Pengurus PHRI Kabupaten Kuningan Isan Darmawan mengatakan, okupansi hotel di Kuningan hanya berkisar 15 hingga 25 persen dari seharusnya bisa mencapai 48 persen.

"Bulan September kemarin sampai sekarang okupansi hanya 15 sampai 25 persen saja dari awalnya bisa 48 persen.
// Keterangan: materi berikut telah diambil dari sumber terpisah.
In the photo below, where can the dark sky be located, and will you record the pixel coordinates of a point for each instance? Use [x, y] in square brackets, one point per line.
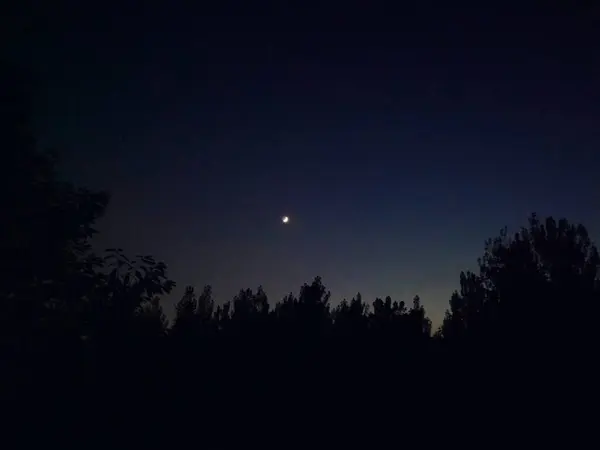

Itu berarti jumlah tamu di seluruh hotel di Kuningan 2.500 sampai 3.000 orang," kata Isan saat dihubungi detikcom Selasa (13/10/2020).

Namun lanjut Isan saat ini dengan level kewaspadaan Kabupaten Kuningan di zona merah belum terlalu berdampak bagi tingkat okupansi hotel yang ada.

Kata Isan menurunnya okupansi hotel saat ini masih disebabkan oleh pemberlakuan PSBB diwilayah DKI Jakarta. Itu karena sebagian besar market hotel di Kuningan ialah tamu dari Jakarta dan sekitarnya.

"Okupasi hotel Kuningan turun lebih banyak disebabkan oleh PSBB Jakarta karena market hotel terbesar rata-rata dari Jakarta," ucapnya.

Ia pun berharap zona merah tersebut tidak memberikan dampak yang besar bagi okupansi hotel di Kuningan.

"Hotel perlu sejumlah biaya untuk menghidupi property dan karyawan. Karena situasi ini kami harus bisa mengefisienkan segala sesuatu yang berkaitan dengan operational hotel demi kelangsungan hidup hotel-hotel kami," pungkasnya.